Victor Hugo - Os Miseráveis
Segunda Parte - Cosette
Livro Sétimo — Parêntesis
V - A oração
Fazem a oração.
A quem?
A Deus.
— Que quer dizer a frase: orar a Deus?
Há ou não um infinito fora de nós? É ou não único, imanente, permanente, esse
infinito; necessariamente substancial, pois que é infinito, e que, se lhe faltasse a matéria,
limitar-se-ia àquilo; necessariamente inteligente, pois que é infinito, e que, se lhe
faltasse a inteligência, acabaria ali? Desperta ou não em nós esse infinito a ideia de
essência, ao passo que nós não podemos atribuir a nós mesmos senão a ideia de
existência?
Por outras palavras, não é ele o absoluto, cujo relativo somos nós?
Ao mesmo tempo que fora de nós há um infinito, não há outro dentro de nós?
Esses dois infinitos (que horroroso plural!) não se sobrepõem um ao outro? Não é o
segundo, para assim dizer, subjacente ao primeiro? Não é o seu espelho, o seu reflexo, o
seu eco, um abismo concêntrico a outro abismo? Este segundo infinito não é também
inteligente? Não pensa? Não ama? Não tem vontade? Se os dois infinitos são
inteligentes, cada um deles tem um princípio de vontade sua, há um eu no infinito de
cima, do mesmo modo que o há no infinito de baixo, O eu de baixo é a alma; o eu de
cima é Deus. Pôr o infinito de baixo em contato com o infinito de cima, por meio do
pensamento, é o que se chama orar.
Não tiremos nada ao espírito humano; é mau suprimir.
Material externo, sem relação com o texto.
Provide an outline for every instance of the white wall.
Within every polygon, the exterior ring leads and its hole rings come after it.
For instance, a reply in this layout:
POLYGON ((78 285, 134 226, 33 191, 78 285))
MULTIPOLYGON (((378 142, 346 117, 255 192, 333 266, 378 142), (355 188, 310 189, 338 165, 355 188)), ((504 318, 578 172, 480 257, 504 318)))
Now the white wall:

Devemos mas é reformar e transformar. Certas faculdades do homem dirigem-se para
o Incógnito, o pensamento, a meditação, a oração. O Incógnito é um oceano. Que é a
consciência? É a bússola do Incógnito. O pensamento, a meditação, a oração são tudo
grandes irradiações misteriosas. Respeitemo-las. Para onde vão essas majestosas
irradiações da alma? Para a sombra, quer dizer, para a luz.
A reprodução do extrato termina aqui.